FYI.

This story is over 5 years old.

Tory Conference

Don't Believe the Headlines About Boris's Big Speech

The big speech being touted as a leadership challenge told us nothing new.
Simon Childs
London, GB
Photo: Andrew McCaren / Alamy Stock Photo

Well, was that it? Boris Johnson's Conservative Party conference fringe speech was one of the most hyped pieces of political rhetoric in who knows how long. Happening the day before the Prime Minister's speech, the entire conference has been trailed as "May vs Bojo". This speech was touted as a leadership challenge following Johnson being photographed in fields of wheat, seeming to mock May's cringeworthy "naughtiest" moment.

Advertisement

The Johnson acolytes queued for hours. Latecomers almost stampeded when security allowed them to progress closer to the hall. Journalists were herded into their own queue by conference centre staff. This contrasts with the main conference hall, where cabinet ministers have been speaking to rows of empty seats.

It would probably be a mistake to read all that much into the Boris-mania. With a capacity crowd of over 1,000, the overcrowding says as much about the size of the Birmingham ICC as anything else (particularly when you consider Labour's giant Liverpool conference centre). But in the optics-obsessed world of politics, it certainly creates a vibe.

Nevertheless, the speech was: meh.

Boris started by warning the Tories not to challenge Labour by becoming Corbyn-lite, before getting stuck into the seemingly obligatory Labour-baiting, saying, "We cannot, must not and will not let this weaselly cabal of superannuated Marxists and Hugo Chavez-admiring anti-semitism-condoning Kremlin apologists anywhere near the government of this country."
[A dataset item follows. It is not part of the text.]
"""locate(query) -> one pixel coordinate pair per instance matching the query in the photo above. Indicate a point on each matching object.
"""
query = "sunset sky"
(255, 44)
He then continued with a boilerplate Tory argument for capitalism tangentially relevant to political realities in Britain. "We Conservatives know that it is only a strong private sector economy that can pay for superb public services," he said, as local government faces up to 77 percent less funding compared to 2015/16 thanks to Tory austerity. "And that is the central symmetry of our one nation Toryism."

Advertisement

He called for lower taxes, even though Theresa May already pledged to make Britain a tax haven, with the lowest corporation tax in the G20. He called for a return to police stop-and-search, challenging one of Theresa May's few progressive policies.

He slammed the "outrage" of Theresa May's Chequers proposal on Brexit, saying that "instead of reasserting our ability to make our own laws, the UK will be effectively paraded in manacles down the Rue de la Loi like Caractacus" – unable to resist a classical reference. He urged the Prime Minister to return to her Lancaster House Brexit vision, which is the general Brexiteer line at conference. And he asked people to back the PM by not backing her current proposals: "I urge our friends in government to deliver what the people voted for, to back Theresa May in the best way possible, by softly, quietly and sensibly backing her original plan."

Ultimately, he was playing to the faithful but not offering anything particularly serious, as the absence of any solutions on the Irish border question made clear. Nor was it the content of speech anything that hasn't been said at this conference by other Brexiteers again and again.

He was never going to stand there and say, "This is a bid for leadership," but there seemed to be a distinct lack of a bombshell. Perhaps that's a mercy: the event was hosted by ConservativeHome, the grassroots Tory website that was flooded with racist comments following Johnson's comments that people who wear the burqa look like letterboxes.

Advertisement

Photo by the author

The atmosphere afterwards was muted. People were happy that he hit the right notes on Brexit, but he doesn't seem to have administered the defibrillator shock this zombified party needs.

"I haven't decided what I think about it yet," one attendee told me.

"Well, I mean… yeah… good speech," said another, unconvincingly.

Ultimately, the speech didn't move the story on from his Telegraph article last week, in which he laid into Chequers at length.

"Disappointing," one woman said, before deciding she didn't want to be interviewed after all. "Nothing new," agreed her friend.

Nevertheless, it was enough to fill the news with talk of Johnson issuing a challenge to the authority of May and keeping the idea of a face-off rolling dutifully along. That's despite the fact he still doesn't have enough support in the party to challenge May, or the country to challenge Corbyn.

All we've really learned is that Boris Johnson is able to conjure coverage out of thin air and news out of nothing – including this article you're reading. That is, again, something we already knew.